Не должно быть так уж сложно позволить им сорваться с губ и сказать ей, что то, что есть между нами, нельзя забыть, когда меня задрафтуют. Убедиться, что она знает: для меня это навсегда. Я никогда не отпущу ее. Ни сейчас, ни когда-либо.
Но вместо этого я глотаю слова, оставляя их для другого раза.
– Он был моим героем, – шепчу я, прежде чем сделать глубокий вдох. – Он был подрядчиком небольшой строительной компании в городе. Его работа пригождалась, когда нужно было что-то сделать по дому, что случалось часто. Мама заставляла его снести почти все стены в доме только для того, чтобы покрасить новые во все уродливые цвета, которые только можно придумать. Ей всегда казалось, что дом нуждается в переменах, но я никогда не слышал, чтобы он жаловался. Ни разу.
Ава посмеивается и касается своим носом моего.
– Похоже, он сильно любил ее.
Я позволяю себе улыбнуться ее комментарию.
– Даже будучи ребенком, я чувствовал исходящую от них любовь. Однако, только когда он ушел, я понял, как сильно они любили друг друга. Он был всем ее миром, а она – его.
Мои глаза горят, но я сглатываю слезы и говорю снова.
– Маме пришлось нелегко. Тяжело было смотреть, как ей больно. Я просыпался посреди ночи и слышал, как она плачет в их комнате. После первых нескольких ночей я начал вставать, когда слышал ее плач. Я просто обнимал ее, пока она в конце концов не засыпала.
– Что с ним случилось? – чертовски мягко спрашивает Ава.
– Когда мне было тринадцать, его сбил пьяный водитель. Скорая помощь сказала, что он умер на месте. Водителем оказался просто глупый подросток, которому следовало позвонить кому-нибудь, чтобы его забрали домой с вечеринки, а он в итоге проехал на красный.

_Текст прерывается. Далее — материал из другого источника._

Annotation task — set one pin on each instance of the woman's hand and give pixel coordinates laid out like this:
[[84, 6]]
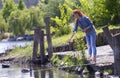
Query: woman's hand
[[69, 40]]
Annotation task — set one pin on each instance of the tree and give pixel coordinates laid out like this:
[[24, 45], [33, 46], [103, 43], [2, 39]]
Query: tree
[[3, 24], [113, 9], [19, 21], [21, 5], [8, 7]]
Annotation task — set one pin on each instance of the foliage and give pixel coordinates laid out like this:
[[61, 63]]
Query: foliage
[[3, 24], [21, 5], [8, 7], [79, 45], [18, 22]]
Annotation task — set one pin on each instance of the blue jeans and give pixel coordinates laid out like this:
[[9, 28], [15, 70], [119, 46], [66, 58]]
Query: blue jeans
[[91, 42]]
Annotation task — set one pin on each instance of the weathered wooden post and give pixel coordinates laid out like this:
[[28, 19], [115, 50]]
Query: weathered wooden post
[[35, 45], [108, 35], [116, 42], [42, 51], [49, 41]]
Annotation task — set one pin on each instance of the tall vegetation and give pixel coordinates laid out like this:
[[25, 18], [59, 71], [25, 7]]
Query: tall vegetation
[[18, 19]]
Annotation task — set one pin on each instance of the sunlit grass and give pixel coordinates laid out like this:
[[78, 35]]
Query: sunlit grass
[[56, 41]]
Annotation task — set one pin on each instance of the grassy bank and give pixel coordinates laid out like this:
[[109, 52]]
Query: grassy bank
[[27, 51]]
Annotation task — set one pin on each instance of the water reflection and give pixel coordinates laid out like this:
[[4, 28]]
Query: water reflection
[[37, 72]]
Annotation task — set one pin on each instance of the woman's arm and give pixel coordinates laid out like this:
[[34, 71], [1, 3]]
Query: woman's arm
[[71, 37], [84, 30]]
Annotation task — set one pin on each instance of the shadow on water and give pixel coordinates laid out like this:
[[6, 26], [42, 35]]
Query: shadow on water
[[55, 73]]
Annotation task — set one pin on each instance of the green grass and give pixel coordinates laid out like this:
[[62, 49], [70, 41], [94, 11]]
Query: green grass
[[56, 41]]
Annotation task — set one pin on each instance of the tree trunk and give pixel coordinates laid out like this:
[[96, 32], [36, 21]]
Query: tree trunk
[[35, 45], [42, 51], [116, 42], [49, 41]]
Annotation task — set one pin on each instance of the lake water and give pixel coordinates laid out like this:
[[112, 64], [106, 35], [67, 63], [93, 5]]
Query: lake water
[[37, 72]]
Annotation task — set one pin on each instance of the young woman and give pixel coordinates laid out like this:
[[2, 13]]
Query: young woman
[[87, 26]]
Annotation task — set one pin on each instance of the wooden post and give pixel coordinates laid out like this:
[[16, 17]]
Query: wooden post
[[35, 45], [108, 35], [42, 51], [49, 41], [116, 42]]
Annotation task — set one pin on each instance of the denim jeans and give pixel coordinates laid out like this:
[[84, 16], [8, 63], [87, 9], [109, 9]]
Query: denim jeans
[[91, 42]]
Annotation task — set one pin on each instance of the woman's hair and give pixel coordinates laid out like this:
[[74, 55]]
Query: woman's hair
[[80, 13]]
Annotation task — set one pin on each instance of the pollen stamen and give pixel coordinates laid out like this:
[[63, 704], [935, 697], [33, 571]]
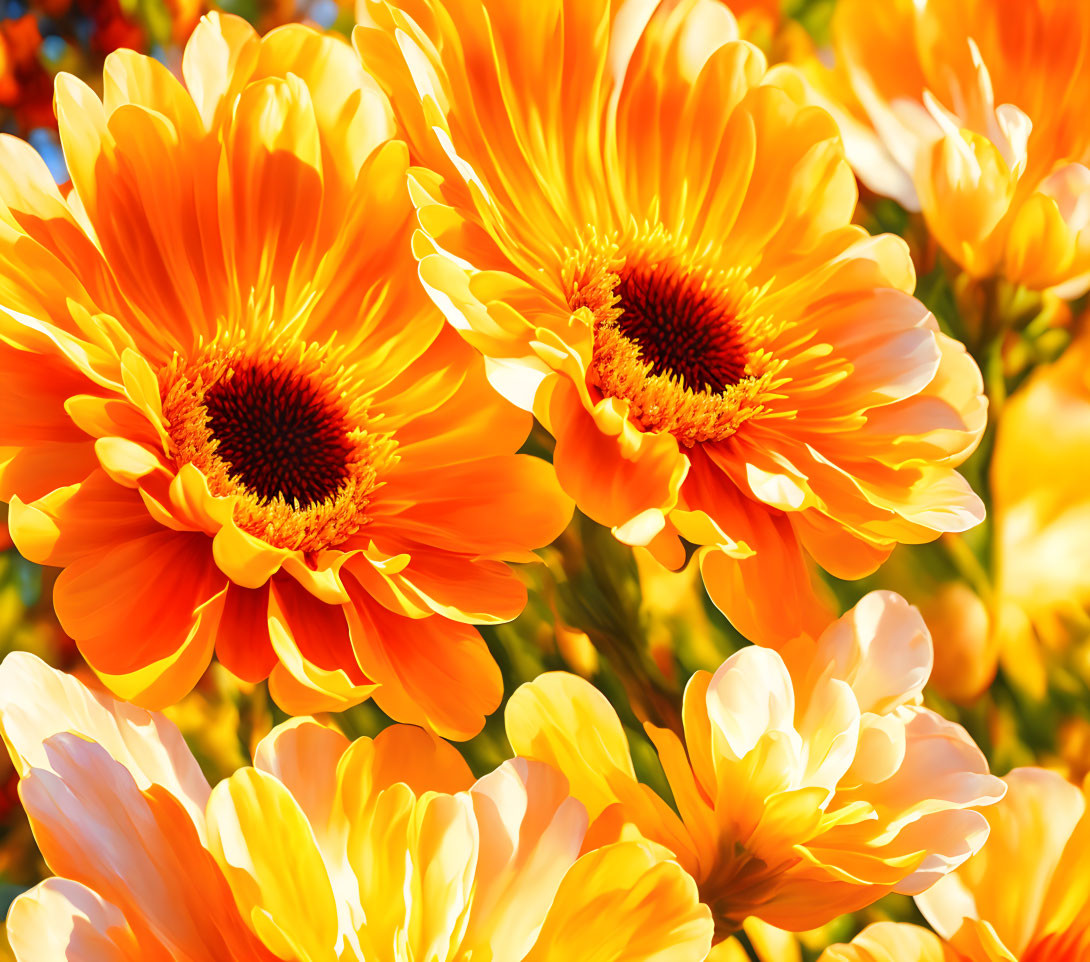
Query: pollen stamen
[[280, 430], [681, 342]]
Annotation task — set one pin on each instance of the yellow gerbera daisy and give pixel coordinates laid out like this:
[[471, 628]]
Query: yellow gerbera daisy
[[378, 850], [973, 111], [650, 241], [803, 790], [228, 409]]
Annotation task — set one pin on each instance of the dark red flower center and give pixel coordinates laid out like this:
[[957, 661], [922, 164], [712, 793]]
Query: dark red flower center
[[279, 434], [681, 327]]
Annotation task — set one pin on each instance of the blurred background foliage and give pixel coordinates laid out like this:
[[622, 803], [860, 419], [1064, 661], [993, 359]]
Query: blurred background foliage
[[596, 607]]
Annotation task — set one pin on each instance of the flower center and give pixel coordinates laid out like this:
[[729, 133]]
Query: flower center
[[680, 341], [283, 431], [278, 434], [680, 328]]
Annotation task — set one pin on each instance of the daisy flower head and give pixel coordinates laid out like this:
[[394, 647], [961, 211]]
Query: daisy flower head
[[657, 258]]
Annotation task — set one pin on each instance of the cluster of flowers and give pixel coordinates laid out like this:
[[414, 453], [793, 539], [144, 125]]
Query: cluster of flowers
[[268, 368]]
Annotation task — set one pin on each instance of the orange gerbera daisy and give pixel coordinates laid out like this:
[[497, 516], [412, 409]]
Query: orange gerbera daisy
[[803, 790], [1025, 898], [229, 411], [975, 111], [657, 258], [325, 851]]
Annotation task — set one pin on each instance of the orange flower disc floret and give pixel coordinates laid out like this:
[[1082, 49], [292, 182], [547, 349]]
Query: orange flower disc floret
[[283, 430], [734, 372], [230, 412], [677, 340]]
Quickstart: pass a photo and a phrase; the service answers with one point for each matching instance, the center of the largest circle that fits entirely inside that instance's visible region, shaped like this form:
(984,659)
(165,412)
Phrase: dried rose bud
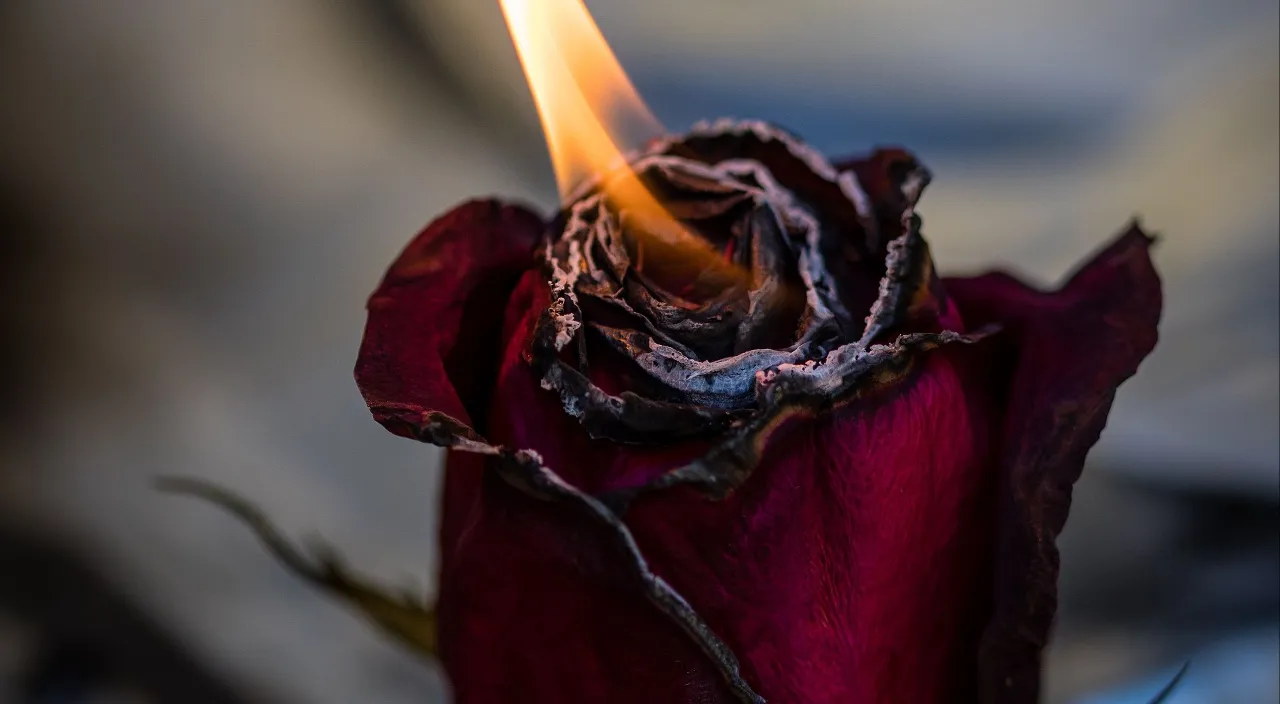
(814,472)
(759,455)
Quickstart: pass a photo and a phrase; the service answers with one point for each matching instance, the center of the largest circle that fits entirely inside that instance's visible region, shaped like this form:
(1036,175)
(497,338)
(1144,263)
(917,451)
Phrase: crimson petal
(1068,351)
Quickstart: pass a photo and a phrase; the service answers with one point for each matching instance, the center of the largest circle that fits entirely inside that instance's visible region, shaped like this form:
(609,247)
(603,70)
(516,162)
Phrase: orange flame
(585,103)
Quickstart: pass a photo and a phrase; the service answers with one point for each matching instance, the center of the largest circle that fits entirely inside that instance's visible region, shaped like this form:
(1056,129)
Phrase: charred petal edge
(626,417)
(906,268)
(732,462)
(403,616)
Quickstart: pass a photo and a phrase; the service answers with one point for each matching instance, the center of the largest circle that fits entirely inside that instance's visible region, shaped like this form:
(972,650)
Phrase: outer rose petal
(432,342)
(1069,351)
(419,356)
(851,563)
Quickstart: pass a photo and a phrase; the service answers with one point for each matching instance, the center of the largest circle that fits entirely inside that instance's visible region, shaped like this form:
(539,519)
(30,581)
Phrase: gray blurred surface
(209,191)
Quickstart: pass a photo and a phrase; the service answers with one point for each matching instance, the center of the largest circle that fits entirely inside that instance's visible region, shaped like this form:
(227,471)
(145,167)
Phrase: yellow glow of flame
(584,99)
(579,88)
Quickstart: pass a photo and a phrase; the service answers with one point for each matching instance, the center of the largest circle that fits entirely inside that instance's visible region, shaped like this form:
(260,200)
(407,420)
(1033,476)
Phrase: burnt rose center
(750,448)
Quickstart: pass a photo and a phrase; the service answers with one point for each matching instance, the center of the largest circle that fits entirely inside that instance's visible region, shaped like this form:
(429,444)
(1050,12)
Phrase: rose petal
(432,341)
(1069,351)
(853,562)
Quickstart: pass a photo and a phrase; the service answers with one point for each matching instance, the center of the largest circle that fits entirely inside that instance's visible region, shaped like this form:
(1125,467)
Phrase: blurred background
(196,199)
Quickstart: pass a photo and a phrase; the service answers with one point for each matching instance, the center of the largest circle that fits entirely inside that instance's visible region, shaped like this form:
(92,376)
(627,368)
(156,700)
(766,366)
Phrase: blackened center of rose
(769,261)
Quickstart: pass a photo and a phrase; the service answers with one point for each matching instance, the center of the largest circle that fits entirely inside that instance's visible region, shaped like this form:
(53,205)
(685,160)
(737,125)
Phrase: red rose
(768,457)
(836,478)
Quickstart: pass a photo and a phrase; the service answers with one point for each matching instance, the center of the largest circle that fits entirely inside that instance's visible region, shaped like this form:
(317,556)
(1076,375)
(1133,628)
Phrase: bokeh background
(197,196)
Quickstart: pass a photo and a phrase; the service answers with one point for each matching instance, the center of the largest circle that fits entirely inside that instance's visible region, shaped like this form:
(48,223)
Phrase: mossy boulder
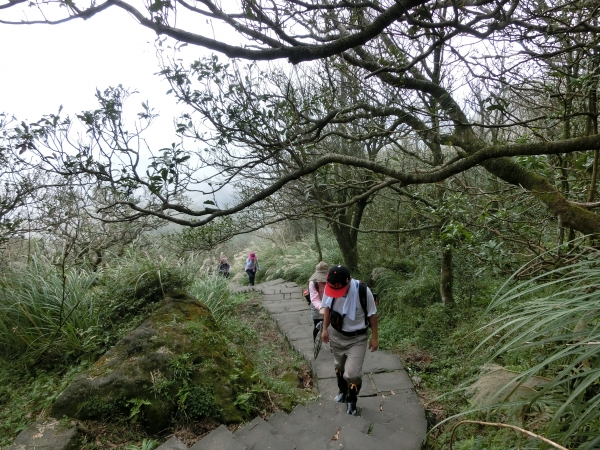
(175,364)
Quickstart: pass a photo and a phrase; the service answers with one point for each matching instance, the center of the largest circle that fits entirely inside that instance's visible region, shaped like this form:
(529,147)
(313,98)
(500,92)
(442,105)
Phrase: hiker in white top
(251,267)
(316,289)
(346,323)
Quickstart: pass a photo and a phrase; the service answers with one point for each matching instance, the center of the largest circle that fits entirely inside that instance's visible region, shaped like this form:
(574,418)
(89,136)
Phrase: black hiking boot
(351,409)
(352,398)
(343,387)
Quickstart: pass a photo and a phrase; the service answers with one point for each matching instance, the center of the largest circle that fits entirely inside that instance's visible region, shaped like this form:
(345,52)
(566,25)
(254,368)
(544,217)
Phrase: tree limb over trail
(408,91)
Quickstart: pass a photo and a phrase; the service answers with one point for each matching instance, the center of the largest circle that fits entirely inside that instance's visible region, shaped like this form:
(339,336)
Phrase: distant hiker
(316,290)
(349,310)
(223,267)
(252,267)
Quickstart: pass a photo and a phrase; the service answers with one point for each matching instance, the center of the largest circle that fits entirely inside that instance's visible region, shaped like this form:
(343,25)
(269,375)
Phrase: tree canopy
(409,92)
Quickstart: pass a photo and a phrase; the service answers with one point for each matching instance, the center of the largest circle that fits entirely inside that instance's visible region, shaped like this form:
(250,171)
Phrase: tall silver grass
(555,319)
(39,309)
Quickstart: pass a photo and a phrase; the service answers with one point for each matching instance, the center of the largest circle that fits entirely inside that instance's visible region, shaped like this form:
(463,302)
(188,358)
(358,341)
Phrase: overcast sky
(45,66)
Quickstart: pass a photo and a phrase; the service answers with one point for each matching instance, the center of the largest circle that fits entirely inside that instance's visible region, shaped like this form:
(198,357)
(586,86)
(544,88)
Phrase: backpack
(306,292)
(362,296)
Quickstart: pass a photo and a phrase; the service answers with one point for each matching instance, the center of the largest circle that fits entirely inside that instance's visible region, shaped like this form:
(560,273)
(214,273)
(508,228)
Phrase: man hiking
(346,321)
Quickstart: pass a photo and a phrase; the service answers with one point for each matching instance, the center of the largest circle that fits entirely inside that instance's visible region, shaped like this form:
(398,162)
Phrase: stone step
(259,435)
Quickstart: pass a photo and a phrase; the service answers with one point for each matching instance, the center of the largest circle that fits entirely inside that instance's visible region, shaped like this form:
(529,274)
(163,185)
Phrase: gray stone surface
(47,435)
(388,404)
(392,381)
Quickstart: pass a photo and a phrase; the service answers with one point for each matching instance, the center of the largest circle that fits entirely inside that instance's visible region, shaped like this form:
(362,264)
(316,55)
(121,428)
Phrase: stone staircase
(390,414)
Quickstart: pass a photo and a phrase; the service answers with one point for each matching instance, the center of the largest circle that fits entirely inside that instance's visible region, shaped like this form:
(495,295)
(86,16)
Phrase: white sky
(45,66)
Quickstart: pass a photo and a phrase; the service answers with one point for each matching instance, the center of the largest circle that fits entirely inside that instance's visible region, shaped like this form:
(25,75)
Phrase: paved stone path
(390,414)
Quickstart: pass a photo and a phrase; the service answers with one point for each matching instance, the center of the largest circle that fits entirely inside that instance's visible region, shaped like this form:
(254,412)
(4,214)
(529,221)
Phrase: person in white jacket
(316,289)
(346,324)
(251,267)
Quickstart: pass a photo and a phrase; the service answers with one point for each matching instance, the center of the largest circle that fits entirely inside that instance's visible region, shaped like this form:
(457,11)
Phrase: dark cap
(338,278)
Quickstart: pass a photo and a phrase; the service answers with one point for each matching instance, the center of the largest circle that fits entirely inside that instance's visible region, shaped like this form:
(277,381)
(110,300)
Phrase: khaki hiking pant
(349,354)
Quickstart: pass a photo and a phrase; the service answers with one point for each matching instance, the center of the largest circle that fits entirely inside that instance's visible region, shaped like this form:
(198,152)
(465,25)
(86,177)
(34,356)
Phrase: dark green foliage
(99,409)
(200,402)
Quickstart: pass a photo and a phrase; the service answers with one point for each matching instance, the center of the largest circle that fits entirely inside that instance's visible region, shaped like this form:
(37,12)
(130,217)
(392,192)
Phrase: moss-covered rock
(176,363)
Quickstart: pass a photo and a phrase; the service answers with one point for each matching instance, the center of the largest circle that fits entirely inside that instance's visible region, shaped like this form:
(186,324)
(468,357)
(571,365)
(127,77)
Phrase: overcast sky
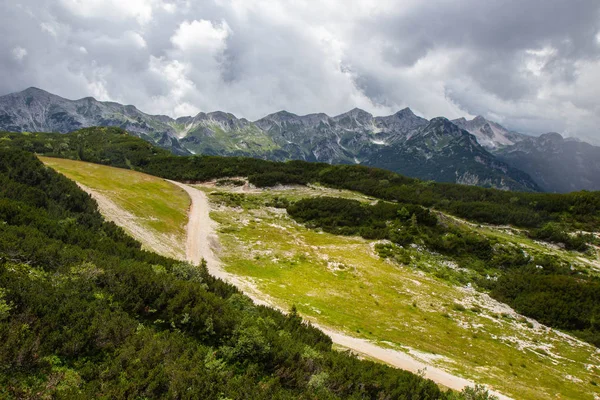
(532,65)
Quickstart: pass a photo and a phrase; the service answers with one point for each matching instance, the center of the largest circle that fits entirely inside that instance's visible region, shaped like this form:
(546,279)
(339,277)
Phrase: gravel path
(200,243)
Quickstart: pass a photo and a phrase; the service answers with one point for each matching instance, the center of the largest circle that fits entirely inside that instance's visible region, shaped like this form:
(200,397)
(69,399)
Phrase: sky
(531,65)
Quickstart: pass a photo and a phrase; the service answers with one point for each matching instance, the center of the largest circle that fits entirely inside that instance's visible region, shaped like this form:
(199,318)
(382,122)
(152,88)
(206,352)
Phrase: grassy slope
(341,282)
(158,206)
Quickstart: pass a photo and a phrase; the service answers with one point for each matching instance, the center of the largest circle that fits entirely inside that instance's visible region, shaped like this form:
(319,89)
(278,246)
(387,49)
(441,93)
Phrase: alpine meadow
(272,200)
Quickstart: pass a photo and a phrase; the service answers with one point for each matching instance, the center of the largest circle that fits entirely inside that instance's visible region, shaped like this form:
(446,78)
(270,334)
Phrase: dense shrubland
(404,219)
(85,313)
(540,287)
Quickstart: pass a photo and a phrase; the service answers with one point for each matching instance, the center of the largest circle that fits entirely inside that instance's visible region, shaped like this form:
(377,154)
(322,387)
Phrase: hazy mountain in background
(441,150)
(490,135)
(555,163)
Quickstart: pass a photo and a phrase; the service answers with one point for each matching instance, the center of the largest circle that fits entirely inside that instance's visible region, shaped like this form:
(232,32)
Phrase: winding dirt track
(202,239)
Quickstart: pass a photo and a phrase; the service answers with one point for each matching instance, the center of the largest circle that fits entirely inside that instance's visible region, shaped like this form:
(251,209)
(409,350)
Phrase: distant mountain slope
(39,111)
(490,135)
(402,142)
(443,152)
(557,164)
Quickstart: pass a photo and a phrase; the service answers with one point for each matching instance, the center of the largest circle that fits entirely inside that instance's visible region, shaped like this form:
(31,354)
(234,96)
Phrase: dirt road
(200,243)
(151,240)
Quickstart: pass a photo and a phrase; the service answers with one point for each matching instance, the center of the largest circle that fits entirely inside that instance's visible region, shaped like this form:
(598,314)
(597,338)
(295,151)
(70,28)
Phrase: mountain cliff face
(443,152)
(403,142)
(557,164)
(39,111)
(490,135)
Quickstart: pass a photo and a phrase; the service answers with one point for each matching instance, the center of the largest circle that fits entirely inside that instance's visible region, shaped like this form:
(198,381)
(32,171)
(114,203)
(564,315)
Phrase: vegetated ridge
(549,217)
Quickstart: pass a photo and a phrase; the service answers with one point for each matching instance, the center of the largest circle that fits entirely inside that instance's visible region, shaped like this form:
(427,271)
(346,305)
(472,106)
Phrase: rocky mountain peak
(405,113)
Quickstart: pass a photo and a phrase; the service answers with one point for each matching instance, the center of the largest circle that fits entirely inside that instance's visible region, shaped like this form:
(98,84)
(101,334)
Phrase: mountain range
(476,152)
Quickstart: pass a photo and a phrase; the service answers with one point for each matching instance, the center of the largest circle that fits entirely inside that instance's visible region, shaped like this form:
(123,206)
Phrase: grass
(159,207)
(341,282)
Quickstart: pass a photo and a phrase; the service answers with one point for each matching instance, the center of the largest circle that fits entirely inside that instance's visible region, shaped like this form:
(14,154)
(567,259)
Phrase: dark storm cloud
(532,65)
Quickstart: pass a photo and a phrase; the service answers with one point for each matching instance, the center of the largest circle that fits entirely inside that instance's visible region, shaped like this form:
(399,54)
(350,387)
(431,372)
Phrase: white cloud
(19,53)
(140,10)
(201,35)
(532,64)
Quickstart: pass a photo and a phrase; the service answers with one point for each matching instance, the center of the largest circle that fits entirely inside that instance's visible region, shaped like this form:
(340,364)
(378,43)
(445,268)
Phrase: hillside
(403,142)
(418,306)
(557,164)
(85,313)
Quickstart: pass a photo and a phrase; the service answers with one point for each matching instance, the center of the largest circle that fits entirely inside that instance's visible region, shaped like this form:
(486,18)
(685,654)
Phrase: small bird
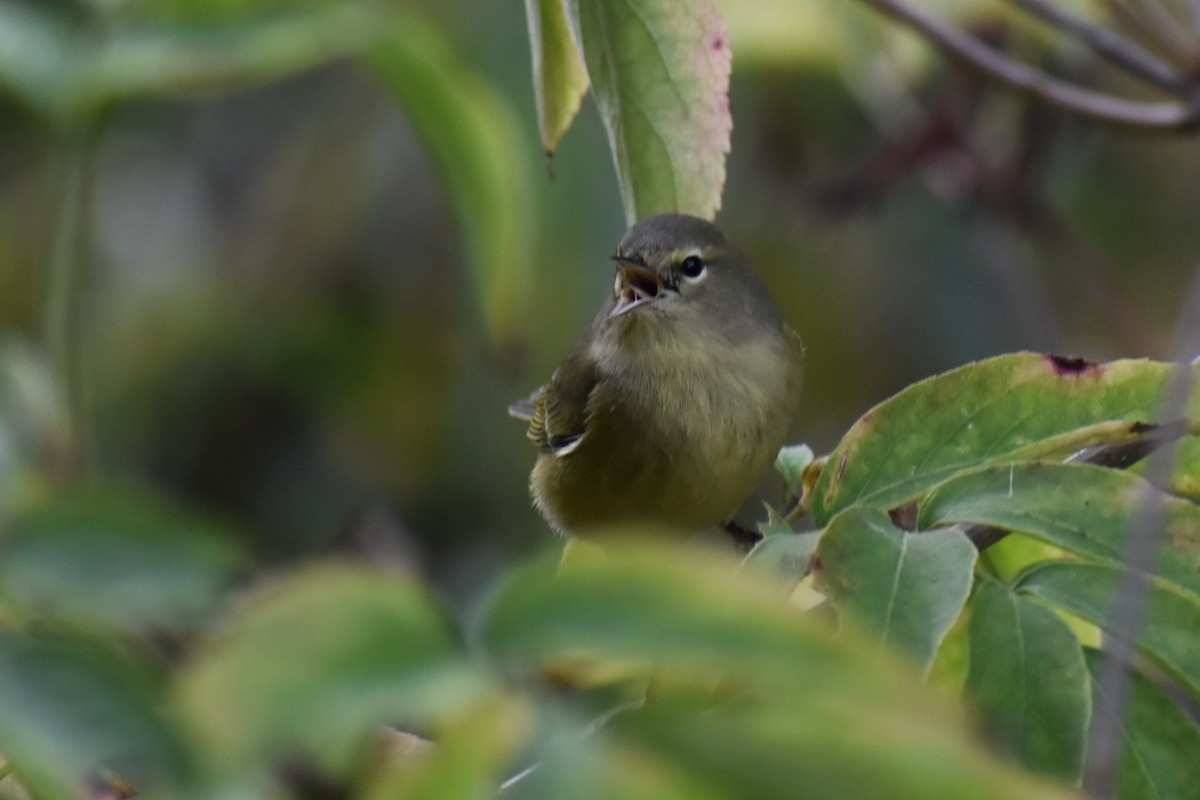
(671,407)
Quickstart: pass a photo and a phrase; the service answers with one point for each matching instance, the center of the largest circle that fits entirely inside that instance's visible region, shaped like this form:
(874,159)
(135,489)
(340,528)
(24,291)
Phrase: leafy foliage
(137,647)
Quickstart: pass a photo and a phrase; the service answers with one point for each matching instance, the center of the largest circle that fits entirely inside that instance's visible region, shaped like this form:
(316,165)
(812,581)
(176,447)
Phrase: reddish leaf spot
(905,517)
(1073,366)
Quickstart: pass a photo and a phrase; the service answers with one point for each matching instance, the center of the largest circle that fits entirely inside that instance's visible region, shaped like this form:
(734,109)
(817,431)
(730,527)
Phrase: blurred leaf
(477,145)
(660,73)
(1161,741)
(467,759)
(577,761)
(687,613)
(117,559)
(787,553)
(1173,618)
(559,78)
(316,660)
(783,32)
(907,588)
(70,70)
(767,749)
(983,413)
(69,709)
(1083,509)
(750,699)
(197,13)
(791,462)
(1029,679)
(35,53)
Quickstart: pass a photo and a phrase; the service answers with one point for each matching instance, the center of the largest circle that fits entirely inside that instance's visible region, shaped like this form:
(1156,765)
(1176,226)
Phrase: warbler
(673,403)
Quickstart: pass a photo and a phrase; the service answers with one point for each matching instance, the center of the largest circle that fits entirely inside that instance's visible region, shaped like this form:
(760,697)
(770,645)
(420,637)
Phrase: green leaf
(466,757)
(1173,618)
(1161,741)
(559,78)
(1029,679)
(316,660)
(790,463)
(477,145)
(70,70)
(117,559)
(984,413)
(796,709)
(69,709)
(1079,507)
(909,588)
(786,553)
(769,750)
(685,613)
(660,73)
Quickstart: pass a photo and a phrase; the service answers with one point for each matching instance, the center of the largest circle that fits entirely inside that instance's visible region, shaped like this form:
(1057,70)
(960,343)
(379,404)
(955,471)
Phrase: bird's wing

И только когда Ава проводит большим пальцем под моими глазами, я понимаю, что по моим щекам текут слезы. Я пытаюсь остановить их, но, когда чувствую давление в горле, понимаю, что слишком поздно. Мои плечи опускаются, а Ава запускает пальцы в волосы на моем затылке и притягивает к себе, прижимая мое лицо к своей груди.
Слезы текут быстрее, пока вся боль, которую я подавлял на протяжении многих лет, вырывается из меня.
– Я здесь. Тебе больше не нужно держать это в себе, – шепчет Ава, продолжая успокаивающе проводить пальцами по моим волосам.
Мое тело вздрагивает, пока я тихо всхлипываю, наконец-то поддавшись всем накопившимся эмоциям, которые так долго сдерживал. Некоторое время мы сидим молча, пока у меня вытекают последние слезы и я снова могу нормально дышать.
– Я хочу тебе кое-что показать, – говорю я, отстраняясь от нее и вытирая мокрое лицо.
Одним быстрым движением я закидываю руку назад и стягиваю футболку через голову, бросая ее на кровать рядом с нами.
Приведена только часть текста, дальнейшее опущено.